Mesmo com a desaceleração observada nos meses seguintes, o total acumulado segue cerca de 26% acima do mesmo período do ano anterior. A intensidade desse fluxo estrangeiro também aparece na participação dos negócios realizados na bolsa.
Em abril de 2026, essa fatia ultrapassou 60% do volume total negociado, um patamar recorde na série histórica e um salto expressivo frente à média observada nos últimos anos, superando com folga a soma das participações de investidores institucionais e de pessoas físicas.
Os fatores estruturais por trás da entrada
Parte da explicação para o fluxo estrangeiro robusto está ligada ao valuation das empresas brasileiras, considerado baixo na comparação com outros mercados emergentes. Esse desconto relativo tornou os ativos negociados na B3 mais atrativos aos olhos de gestores internacionais que buscam preços descontados em relação aos fundamentos das companhias.
Outro fator estrutural é a busca por diversificação geográfica. Depois de anos com alocações historicamente baixas em ativos latino-americanos, gestores globais voltaram a olhar para a região, e o real relativamente mais forte no período ajudou a tornar o retorno em moeda estrangeira ainda mais interessante para quem aloca capital fora de seu país de origem.

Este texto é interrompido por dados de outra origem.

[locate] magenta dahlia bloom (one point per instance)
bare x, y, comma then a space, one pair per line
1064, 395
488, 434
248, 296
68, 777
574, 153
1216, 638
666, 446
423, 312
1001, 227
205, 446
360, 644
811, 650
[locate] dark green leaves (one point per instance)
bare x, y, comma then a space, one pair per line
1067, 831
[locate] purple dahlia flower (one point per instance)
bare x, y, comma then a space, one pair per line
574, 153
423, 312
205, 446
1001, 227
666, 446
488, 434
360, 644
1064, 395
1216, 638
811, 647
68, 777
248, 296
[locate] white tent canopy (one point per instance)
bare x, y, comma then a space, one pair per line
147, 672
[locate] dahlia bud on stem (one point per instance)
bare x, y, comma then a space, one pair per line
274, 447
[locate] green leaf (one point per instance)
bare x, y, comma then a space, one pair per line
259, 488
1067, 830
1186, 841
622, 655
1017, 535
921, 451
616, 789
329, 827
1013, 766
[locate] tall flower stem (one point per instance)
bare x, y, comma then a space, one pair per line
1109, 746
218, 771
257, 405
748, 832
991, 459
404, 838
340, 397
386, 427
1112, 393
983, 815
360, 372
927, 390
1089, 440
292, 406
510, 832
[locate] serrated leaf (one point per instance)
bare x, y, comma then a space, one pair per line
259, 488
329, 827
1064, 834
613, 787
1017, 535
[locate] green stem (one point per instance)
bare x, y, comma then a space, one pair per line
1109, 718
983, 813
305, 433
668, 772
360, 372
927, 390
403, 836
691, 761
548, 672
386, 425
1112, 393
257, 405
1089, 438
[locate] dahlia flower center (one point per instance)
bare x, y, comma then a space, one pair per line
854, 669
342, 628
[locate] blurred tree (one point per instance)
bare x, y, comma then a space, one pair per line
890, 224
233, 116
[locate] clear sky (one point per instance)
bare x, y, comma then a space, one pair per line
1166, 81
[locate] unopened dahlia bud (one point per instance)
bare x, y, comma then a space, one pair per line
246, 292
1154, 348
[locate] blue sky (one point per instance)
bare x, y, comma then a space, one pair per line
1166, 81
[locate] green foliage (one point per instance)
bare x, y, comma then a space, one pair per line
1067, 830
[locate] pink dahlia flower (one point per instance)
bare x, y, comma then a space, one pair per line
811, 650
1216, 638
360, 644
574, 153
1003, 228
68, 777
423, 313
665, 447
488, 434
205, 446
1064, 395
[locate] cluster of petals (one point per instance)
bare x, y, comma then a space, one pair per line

O papel do diferencial de juros e do ciclo global
Além dos fatores estruturais, existe um componente tático relevante nesse fluxo estrangeiro. A expectativa de cortes de juros nos Estados Unidos, somada à manutenção da Selic em patamar elevado no Brasil, sustenta parte do apetite por operações de carry trade, nas quais o investidor capta recursos baratos lá fora para aplicar em ativos que pagam juros mais altos por aqui.
Essa característica tática torna o fluxo estrangeiro sensível a qualquer sinalização de mudança na política monetária americana. Se o Federal Reserve adiar os cortes de juros ou sinalizar um ciclo mais longo de juros altos, parte do capital que hoje está alocado no Brasil pode buscar outras alternativas de forma relativamente rápida.
Os sinais de reversão já aparecem
Nem tudo caminhou na mesma direção ao longo do semestre. Em maio de 2026, a B3 registrou a maior saída líquida de fluxo estrangeiro desde 2022, interrompendo a sequência positiva observada nos primeiros meses do ano e chamando atenção para a volatilidade desse tipo de capital.
Em junho, o movimento de saída continuou, com mais R$7,8 bilhões retirados pelos investidores internacionais. Parte dessa reversão é atribuída à rotação global de portfólio, com recursos migrando para teses ligadas à inteligência artificial nos Estados Unidos e para mercados emergentes da Ásia, que voltaram a ganhar espaço nas carteiras internacionais.
O que o investidor deve observar
Esse vaivém mostra por que o fluxo estrangeiro tende a amplificar tanto as altas quanto as quedas do Ibovespa. Quando o capital externo entra com força, o índice costuma reagir de forma mais intensa, e o mesmo vale quando esse capital decide sair, o que aumenta a volatilidade percebida pelo investidor local.
Por isso, é importante não tratar os meses de entrada recorde como uma tendência permanente e garantida. O comportamento observado em maio e junho já mostra que o cenário pode mudar rapidamente diante de fatores externos ao Brasil, muitas vezes distantes da realidade econômica doméstica.
O fluxo estrangeiro na B3 segue sendo apenas uma das variáveis que influenciam o comportamento da bolsa brasileira, ao lado de fatores domésticos como política fiscal, inflação e o ritmo da atividade econômica. O Brasil continua sendo tratado como um ativo de risco dentro dos portfólios globais, o que significa que entradas expressivas de capital podem ser seguidas por saídas igualmente rápidas sempre que a aversão ao risco aumentar no cenário internacional.